- Country: United States
- Language: English
- Genre: Horror/science fiction short story

Publication
- Published in: Flight or Fright
- Publisher: Cemetery Dance Publications
- Media type: Print, audiobook
- Publication date: 2018

Chronology
| Elevation | Squad D |

= The Turbulence Expert =

Short story by Stephen King

"The Turbulence Expert" is a short story by Stephen King, first published in the 2018 horror anthology Flight or Fright. It was collected in King's 2024 collection You Like It Darker.

== Plot summary ==
While eating dinner in Boston, Craig Dixon, a "turbulence expert," receives a phone call from his "facilitator", who instructs him to board a flight to Sarasota later that evening. Dixon reluctantly agrees; he considers running but is convinced his employer will catch him and potentially execute him. On the flight, Dixon is seated between Mary Worth, an elderly widowed librarian, and Frank Freeman, a gruff businessman. Dixon experiences severe apprehension about the flight. He reflects on his lifestyle, which includes a high salary and living in high-class hotels.
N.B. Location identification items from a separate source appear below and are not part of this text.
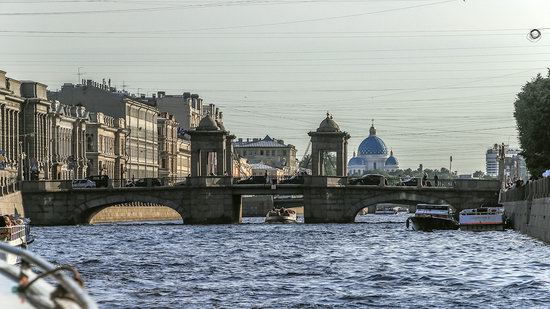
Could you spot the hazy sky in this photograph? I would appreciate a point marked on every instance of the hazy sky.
(439, 78)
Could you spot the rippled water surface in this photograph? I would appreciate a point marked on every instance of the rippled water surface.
(377, 264)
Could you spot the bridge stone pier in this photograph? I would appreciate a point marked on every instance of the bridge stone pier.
(331, 200)
(210, 198)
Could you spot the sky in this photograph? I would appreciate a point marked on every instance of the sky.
(438, 78)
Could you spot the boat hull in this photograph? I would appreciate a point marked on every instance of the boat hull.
(482, 227)
(431, 223)
(280, 219)
(490, 219)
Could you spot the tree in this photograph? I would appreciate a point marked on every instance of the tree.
(532, 113)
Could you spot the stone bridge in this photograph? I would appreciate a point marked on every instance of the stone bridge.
(215, 200)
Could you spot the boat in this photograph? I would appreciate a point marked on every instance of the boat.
(482, 219)
(22, 287)
(430, 217)
(16, 233)
(385, 210)
(281, 215)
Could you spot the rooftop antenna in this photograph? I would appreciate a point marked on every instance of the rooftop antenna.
(79, 74)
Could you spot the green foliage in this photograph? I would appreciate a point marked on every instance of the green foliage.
(532, 113)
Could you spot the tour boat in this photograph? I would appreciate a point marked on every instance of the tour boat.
(386, 210)
(21, 287)
(482, 219)
(433, 217)
(15, 233)
(282, 215)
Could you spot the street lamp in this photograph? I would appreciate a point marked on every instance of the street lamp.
(21, 157)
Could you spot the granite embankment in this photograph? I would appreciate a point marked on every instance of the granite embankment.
(529, 208)
(11, 204)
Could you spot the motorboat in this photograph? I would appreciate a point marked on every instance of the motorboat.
(429, 217)
(36, 283)
(385, 210)
(482, 219)
(281, 215)
(14, 232)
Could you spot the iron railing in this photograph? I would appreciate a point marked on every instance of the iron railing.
(12, 232)
(531, 190)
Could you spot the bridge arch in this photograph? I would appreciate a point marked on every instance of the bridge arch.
(394, 197)
(85, 211)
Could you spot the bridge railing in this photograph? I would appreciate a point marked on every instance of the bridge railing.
(531, 190)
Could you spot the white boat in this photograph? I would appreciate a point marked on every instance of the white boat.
(482, 219)
(21, 287)
(15, 233)
(433, 217)
(282, 215)
(385, 210)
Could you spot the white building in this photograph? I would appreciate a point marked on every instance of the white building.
(514, 163)
(372, 154)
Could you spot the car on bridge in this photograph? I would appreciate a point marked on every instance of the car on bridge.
(145, 182)
(296, 179)
(369, 180)
(412, 182)
(252, 180)
(101, 181)
(82, 183)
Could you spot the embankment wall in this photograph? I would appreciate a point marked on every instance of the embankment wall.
(530, 217)
(529, 208)
(12, 204)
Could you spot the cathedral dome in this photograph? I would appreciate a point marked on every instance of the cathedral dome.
(328, 125)
(207, 124)
(372, 145)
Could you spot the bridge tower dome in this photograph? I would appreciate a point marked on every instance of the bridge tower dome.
(211, 149)
(328, 138)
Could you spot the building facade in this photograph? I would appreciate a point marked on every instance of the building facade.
(188, 109)
(184, 158)
(372, 154)
(67, 159)
(168, 145)
(140, 119)
(106, 146)
(270, 151)
(10, 111)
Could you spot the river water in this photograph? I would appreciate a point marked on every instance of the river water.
(376, 263)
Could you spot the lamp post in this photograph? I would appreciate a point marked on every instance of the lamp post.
(451, 166)
(21, 157)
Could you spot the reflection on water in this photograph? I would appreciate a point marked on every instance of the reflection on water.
(377, 263)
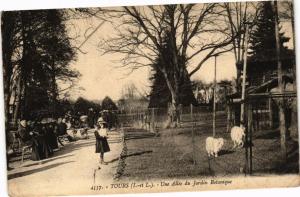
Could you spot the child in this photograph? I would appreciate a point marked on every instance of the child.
(101, 139)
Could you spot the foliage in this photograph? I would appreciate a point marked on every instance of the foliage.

As the plane passes over South Carolina, it encounters a severe patch of clear-air turbulence. Dixon closes his eyes and experiences a vivid vision of the plane crashing, after which the plane rights itself. Worth tells Dixon that she was sure the plane was going to crash, saying, "I saw it."

In Sarasota, Dixon is met by a stretch limousine that will take him to a hotel. After seeing Worth standing on the curb, he offers her a lift to Siesta Key. During the journey, Dixon explains that he works for an unnamed organization that is capable of predicting clear-air turbulence, which is a far more serious phenomenon than the public believes. "Talented" individuals such as Dixon are required on flights that will encounter clear-air turbulence, with their terror triggering telepathic abilities that prevent the plane from crashing.

Remembering that Worth was also terrified and also believed the plane would crash, Dixon invites her to join the organization, privately noting that once she joins she will never be able to leave and that recruiting her will enable him to retire two years earlier. The story ends with Worth being contacted by Dixon's facilitator, after which she is seen acting as a turbulence expert on a flight from Boston to Dallas.

== Publication ==
Bev Vincent suggests that the central idea behind "The Turbulence Expert" can be traced to an interview King gave to Dennis Miller in 1998, where he disclosed a fear of flying and stated "the flight you have to be afraid of is the flight where there's nobody on who's afraid of flying [...] those are the flights that crash" and that "you have three or four people who are terrified right out of their minds... we hold it up."

"The Turbulence Expert" was first published in 2018 as part of the 2018 horror anthology Flight or Fright, which was conceived of by King and edited by him along with Bev Vincent. An audiobook was released consecutively by Simon & Schuster Audio, with King narrating his own story. In 2024, "The Turbulence Expert" was collected in King's book You Like It Darker.

== Reception ==
Stephen Spignesi noted that "The Turbulence Expert" represents one of King's occasional forays into science fiction, commenting "he doesn't 'let us down' (pun intended) with his latest effort." Greg Chapman of the New York Journal of Books stated "like many of King’s short stories, it leaves you guessing—and wanting more". Reviewing Flight or Fright, Publishers Weekly described "The Turbulence Expert" as "a perfectly tense tale".

Less positive reviews were received from Ross Jeffery of STORGY Magazine, who described "The Turbulence Expert" as "a good story [...] not a great story" and "a simple story that really didn't move me at all", and from SFX, which described "The Turbulence Expert" as "half-formed". Reviewing You Like It Darker for Bloody Disgusting, Jenn Adams suggested that "The Turbulence Expert" would "play on existing fears of airline travel" but "feel[s] slight and may not evoke the same powerful response in readers without similar life experiences." Critiquing elements of the plot, Michael Washburn suggested that "King's concept here is interesting, but he might have thought it through with more rigor [...] and set [it] aside if he could not resolve its contradictions". Describing the story as "Twilight Zone-style", Mike Finn suggested that "the central conceit of the story was original and fun. The story was briskly told and felt a little sparse". Reviewing You Like It Darker for Rolling Stone, Sassan Niasseri judged "The Turbulence Expert" to be the weakest story in the collection.

Reviewing You Like It Darker, Justin Hamelin suggested that "'The Turbulence Expert' and 'Red Screen' would make for nice Creepshow episodes, with no overt gruesome horror but plenty of weird vibes."